Using DictReader for More Readable Filtering

The DictReader makes filtering more intuitive by using column names. Learn more about its advantages in our article about CSV Reader vs DictReader.


import csv

with open('data.csv', 'r') as file:
    reader = csv.DictReader(file)
    filtered_data = [row for row in reader if row['city'] == 'New York']

print("Filtered Data:")
for row in filtered_data:
    print(row)

Using Pandas for Advanced Filtering

For complex filtering operations, pandas provides a more powerful approach. It's especially useful when dealing with large datasets or multiple filtering conditions.


import pandas as pd

# Read CSV file
df = pd.read_csv('data.csv')

# Apply multiple filters
filtered_df = df[(df['age'] > 25) & (df['salary'] >= 50000)]
print(filtered_df)

Saving Filtered Results

After filtering, you might want to save the results to a new CSV file. This process is straightforward, and you can learn more about it in our guide about appending data to CSV files.


# Using CSV module
with open('filtered_data.csv', 'w', newline='') as file:
    writer = csv.writer(file)
    writer.writerow(header)
    writer.writerows(filtered_data)

# Using Pandas
filtered_df.to_csv('filtered_data.csv', index=False)

Handling Large CSV Files

When working with large CSV files, memory management becomes crucial.
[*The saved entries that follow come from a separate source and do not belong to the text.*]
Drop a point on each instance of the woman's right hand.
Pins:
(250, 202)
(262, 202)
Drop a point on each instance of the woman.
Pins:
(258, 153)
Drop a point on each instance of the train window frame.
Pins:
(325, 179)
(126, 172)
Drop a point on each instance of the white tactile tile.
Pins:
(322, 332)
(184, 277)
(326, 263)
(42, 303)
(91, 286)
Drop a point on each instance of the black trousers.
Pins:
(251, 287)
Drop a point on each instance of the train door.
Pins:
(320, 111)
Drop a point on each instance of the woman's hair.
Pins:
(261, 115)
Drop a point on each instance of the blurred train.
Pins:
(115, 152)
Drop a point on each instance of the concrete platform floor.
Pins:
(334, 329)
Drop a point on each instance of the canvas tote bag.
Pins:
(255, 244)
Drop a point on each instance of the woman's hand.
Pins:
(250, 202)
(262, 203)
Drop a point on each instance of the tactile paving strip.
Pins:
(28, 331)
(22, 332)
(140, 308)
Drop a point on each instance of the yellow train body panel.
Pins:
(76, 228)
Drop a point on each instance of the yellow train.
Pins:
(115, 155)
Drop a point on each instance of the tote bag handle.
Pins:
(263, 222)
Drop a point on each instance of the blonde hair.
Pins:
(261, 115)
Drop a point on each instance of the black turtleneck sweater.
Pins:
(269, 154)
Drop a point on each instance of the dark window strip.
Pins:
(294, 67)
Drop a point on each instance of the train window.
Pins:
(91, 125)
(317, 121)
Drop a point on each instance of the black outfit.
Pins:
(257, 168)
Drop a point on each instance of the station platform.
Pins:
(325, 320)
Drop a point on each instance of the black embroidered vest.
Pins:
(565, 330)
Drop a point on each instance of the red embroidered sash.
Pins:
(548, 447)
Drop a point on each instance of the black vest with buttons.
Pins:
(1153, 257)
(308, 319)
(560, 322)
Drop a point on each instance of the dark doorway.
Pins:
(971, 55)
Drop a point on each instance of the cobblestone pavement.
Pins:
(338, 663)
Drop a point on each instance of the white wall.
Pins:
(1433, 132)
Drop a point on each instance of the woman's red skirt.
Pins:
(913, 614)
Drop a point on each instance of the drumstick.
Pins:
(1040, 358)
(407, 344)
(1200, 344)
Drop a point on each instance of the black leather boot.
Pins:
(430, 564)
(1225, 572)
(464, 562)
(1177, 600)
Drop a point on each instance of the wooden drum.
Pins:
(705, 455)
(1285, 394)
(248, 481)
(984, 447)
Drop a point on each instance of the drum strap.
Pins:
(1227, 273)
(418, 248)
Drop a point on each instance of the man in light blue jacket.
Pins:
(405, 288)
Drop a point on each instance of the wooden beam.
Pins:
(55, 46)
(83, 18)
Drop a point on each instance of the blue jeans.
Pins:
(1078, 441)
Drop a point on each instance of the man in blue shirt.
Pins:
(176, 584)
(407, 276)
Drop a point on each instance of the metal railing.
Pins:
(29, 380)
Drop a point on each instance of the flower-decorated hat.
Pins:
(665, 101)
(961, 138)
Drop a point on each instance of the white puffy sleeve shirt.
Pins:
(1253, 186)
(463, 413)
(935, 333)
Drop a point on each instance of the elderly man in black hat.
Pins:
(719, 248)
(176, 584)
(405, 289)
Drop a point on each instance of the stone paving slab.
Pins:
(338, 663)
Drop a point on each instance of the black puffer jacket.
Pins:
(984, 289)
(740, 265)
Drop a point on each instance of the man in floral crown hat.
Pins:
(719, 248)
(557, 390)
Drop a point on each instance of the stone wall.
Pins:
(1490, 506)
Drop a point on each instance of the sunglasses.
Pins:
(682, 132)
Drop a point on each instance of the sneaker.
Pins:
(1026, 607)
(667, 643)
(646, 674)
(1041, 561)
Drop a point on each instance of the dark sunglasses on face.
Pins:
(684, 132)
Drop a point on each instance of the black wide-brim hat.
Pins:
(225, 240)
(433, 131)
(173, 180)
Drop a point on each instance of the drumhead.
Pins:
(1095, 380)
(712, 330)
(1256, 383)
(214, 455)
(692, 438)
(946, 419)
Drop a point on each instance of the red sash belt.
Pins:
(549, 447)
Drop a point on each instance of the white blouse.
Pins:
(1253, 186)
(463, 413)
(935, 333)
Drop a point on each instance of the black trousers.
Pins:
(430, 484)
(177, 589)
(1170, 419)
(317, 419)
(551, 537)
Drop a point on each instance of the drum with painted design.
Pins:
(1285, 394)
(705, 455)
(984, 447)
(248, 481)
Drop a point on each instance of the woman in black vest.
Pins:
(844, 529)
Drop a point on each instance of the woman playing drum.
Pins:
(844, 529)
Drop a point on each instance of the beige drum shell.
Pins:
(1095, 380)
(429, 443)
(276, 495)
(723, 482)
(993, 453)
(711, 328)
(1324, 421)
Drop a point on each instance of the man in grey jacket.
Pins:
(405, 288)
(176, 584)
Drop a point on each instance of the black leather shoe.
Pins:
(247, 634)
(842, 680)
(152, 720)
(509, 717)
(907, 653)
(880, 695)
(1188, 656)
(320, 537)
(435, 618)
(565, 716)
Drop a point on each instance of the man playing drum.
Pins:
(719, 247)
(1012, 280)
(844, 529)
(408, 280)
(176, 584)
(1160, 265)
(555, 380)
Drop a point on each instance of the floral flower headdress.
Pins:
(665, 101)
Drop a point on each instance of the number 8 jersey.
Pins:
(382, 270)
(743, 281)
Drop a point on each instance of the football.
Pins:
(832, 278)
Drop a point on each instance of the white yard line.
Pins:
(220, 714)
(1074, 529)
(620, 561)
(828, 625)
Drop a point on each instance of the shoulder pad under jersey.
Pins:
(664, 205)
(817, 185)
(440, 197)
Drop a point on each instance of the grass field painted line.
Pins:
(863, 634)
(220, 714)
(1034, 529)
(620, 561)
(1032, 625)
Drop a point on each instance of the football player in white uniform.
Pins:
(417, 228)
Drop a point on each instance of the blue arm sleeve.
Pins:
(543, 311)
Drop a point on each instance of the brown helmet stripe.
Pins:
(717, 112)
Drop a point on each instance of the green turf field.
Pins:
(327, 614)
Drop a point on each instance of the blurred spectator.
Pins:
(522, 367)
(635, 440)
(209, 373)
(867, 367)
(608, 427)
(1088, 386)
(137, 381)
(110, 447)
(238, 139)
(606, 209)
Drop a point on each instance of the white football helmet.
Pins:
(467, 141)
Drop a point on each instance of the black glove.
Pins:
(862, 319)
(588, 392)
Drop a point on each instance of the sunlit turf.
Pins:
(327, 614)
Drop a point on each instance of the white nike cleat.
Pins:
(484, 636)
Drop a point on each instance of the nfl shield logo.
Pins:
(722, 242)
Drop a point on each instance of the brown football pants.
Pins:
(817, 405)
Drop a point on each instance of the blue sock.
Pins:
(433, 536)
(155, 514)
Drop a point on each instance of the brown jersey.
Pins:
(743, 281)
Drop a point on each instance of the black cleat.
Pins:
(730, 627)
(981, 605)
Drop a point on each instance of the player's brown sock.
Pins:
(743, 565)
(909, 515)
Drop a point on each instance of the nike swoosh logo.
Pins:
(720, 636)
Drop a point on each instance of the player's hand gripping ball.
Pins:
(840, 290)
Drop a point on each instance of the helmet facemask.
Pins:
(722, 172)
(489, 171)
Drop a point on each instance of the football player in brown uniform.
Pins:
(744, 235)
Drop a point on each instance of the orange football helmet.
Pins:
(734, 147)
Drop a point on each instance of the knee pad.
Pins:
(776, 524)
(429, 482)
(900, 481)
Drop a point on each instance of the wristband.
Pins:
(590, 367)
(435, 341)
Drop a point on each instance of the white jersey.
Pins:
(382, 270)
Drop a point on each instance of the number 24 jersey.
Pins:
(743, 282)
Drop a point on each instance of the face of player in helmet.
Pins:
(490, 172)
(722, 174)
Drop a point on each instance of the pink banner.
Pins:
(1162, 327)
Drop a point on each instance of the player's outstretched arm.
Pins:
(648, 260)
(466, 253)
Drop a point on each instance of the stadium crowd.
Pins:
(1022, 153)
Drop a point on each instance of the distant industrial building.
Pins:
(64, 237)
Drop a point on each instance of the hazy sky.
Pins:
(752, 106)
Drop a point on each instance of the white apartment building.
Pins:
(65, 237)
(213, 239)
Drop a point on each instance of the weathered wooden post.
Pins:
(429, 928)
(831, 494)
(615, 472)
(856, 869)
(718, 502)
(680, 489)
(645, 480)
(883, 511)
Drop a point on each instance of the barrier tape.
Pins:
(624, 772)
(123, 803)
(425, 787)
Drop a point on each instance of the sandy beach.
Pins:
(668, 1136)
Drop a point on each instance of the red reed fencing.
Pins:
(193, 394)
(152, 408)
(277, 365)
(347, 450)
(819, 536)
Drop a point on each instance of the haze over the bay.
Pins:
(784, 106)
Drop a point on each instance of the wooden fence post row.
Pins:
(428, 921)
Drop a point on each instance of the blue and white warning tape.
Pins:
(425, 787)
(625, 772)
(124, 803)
For handling large files, check out our article on handling large CSV fields.


def filter_large_csv(input_file, output_file, condition):
    with open(input_file, 'r') as infile, open(output_file, 'w', newline='') as outfile:
        reader = csv.reader(infile)
        writer = csv.writer(outfile)
        header = next(reader)
        writer.writerow(header)
        
        for row in reader:
            if condition(row):
                writer.writerow(row)

Conclusion

Filtering CSV files in Python can be accomplished through various methods, each with its own advantages. The csv module provides basic functionality, while pandas offers more advanced features.

Remember to choose the appropriate method based on your specific needs: file size, filtering complexity, and performance requirements. Always consider memory usage when working with large datasets.